Reputation: 48
I have a query like:
SELECT foo_id, bar, timestamp, ROW_NUMBER() OVER (ORDER BY timestamp ASC)
FROM foo_table
WHERE (foo_id = '1' OR related_foo_id = '1')
AND foo_body -> 'type' = 'My_foo_type';
And I get this:
╔═════════╦══════════╦══════════════╦══════════════╦
║ foo_id ║ bar ║ timestamp ║ row_number ║
╠═════════╬══════════╬══════════════╬══════════════╬
║ 1 ║ 1 ║ 10 ║ 1 ║
║ 1 ║ 1 ║ 11 ║ 2 ║
║ 2 ║ 1 ║ 15 ║ 3 ║
║ 1 ║ 2 ║ 25 ║ 4 ║
║ 1 ║ 2 ║ 26 ║ 5 ║
╚═════════╩══════════╩══════════════╩══════════════╩
I want to group by 'foo_id' and 'bar' values to get something like this:
╔═════════╦══════════╦══════════════╦══════════════╦
║ foo_id ║ bar ║ timestamp ║ row_number ║
╠═════════╬══════════╬══════════════╬══════════════╬
║ 1 ║ 1 ║ 10 ║ 1 ║
║ 2 ║ 1 ║ 15 ║ 2 ║
║ 1 ║ 2 ║ 25 ║ 3 ║
╚═════════╩══════════╩══════════════╩══════════════╩
Grouping by foo_id and bar I have to get rid of timestamp column, but I need to order by it. I don't really care if I get the first row or the second one always that (foo_id, bar) is unique in the result.
I tried ordering and grouping the result:
SELECT A.foo_id, A.bar, ROW_NUMBER() OVER ()
FROM (
SELECT foo_id, bar FROM foo_table
WHERE (foo_id = '1' OR related_foo_id = '1')
AND foo_body -> 'type' = 'My_foo_type';
ORDER BY timestamp ASC) A
GROUP BY foo_id, bar;
But it doesn't respect the order:
╔═════════╦══════════╦══════════════╦══════════════╦
║ foo_id ║ bar ║ timestamp ║ row_number ║
╠═════════╬══════════╬══════════════╬══════════════╬
║ 1 ║ 1 ║ 10 ║ 1 ║
║ 1 ║ 2 ║ 25 ║ 2 ║
║ 2 ║ 1 ║ 15 ║ 3 ║
╚═════════╩══════════╩══════════════╩══════════════╩
Also tried different joins following the answers in other questions, but I didn't find the right one. I always get the same result of the first select.

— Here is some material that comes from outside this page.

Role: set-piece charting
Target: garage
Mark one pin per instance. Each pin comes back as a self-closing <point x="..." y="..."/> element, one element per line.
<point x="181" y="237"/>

Is there a way to get what I want without impacting too much in the performance? Thank you
Upvotes: 1
Views: 288
Reputation: 1270391
I think you want distinct on
:
SELECT DISTINCT ON (foo_id, bar) foo_id, bar, timestamp, ROW_NUMBER() OVER (ORDER BY timestamp ASC)
FROM foo_table
WHERE (foo_id = 1 OR related_foo_id = 1) AND
foo_body -> 'type' = 'My_foo_type'
ORDER BY foo_id, bar, timestamp asc;
This will return one row per foo_id
/bar
combination -- the one with the lowest timestamp. This is based on the order by
and distinct on
clauses.
DISTINCT ON
is a Postgres extension that is quite handy and can be the most efficient way to execute such a query.
Upvotes: 1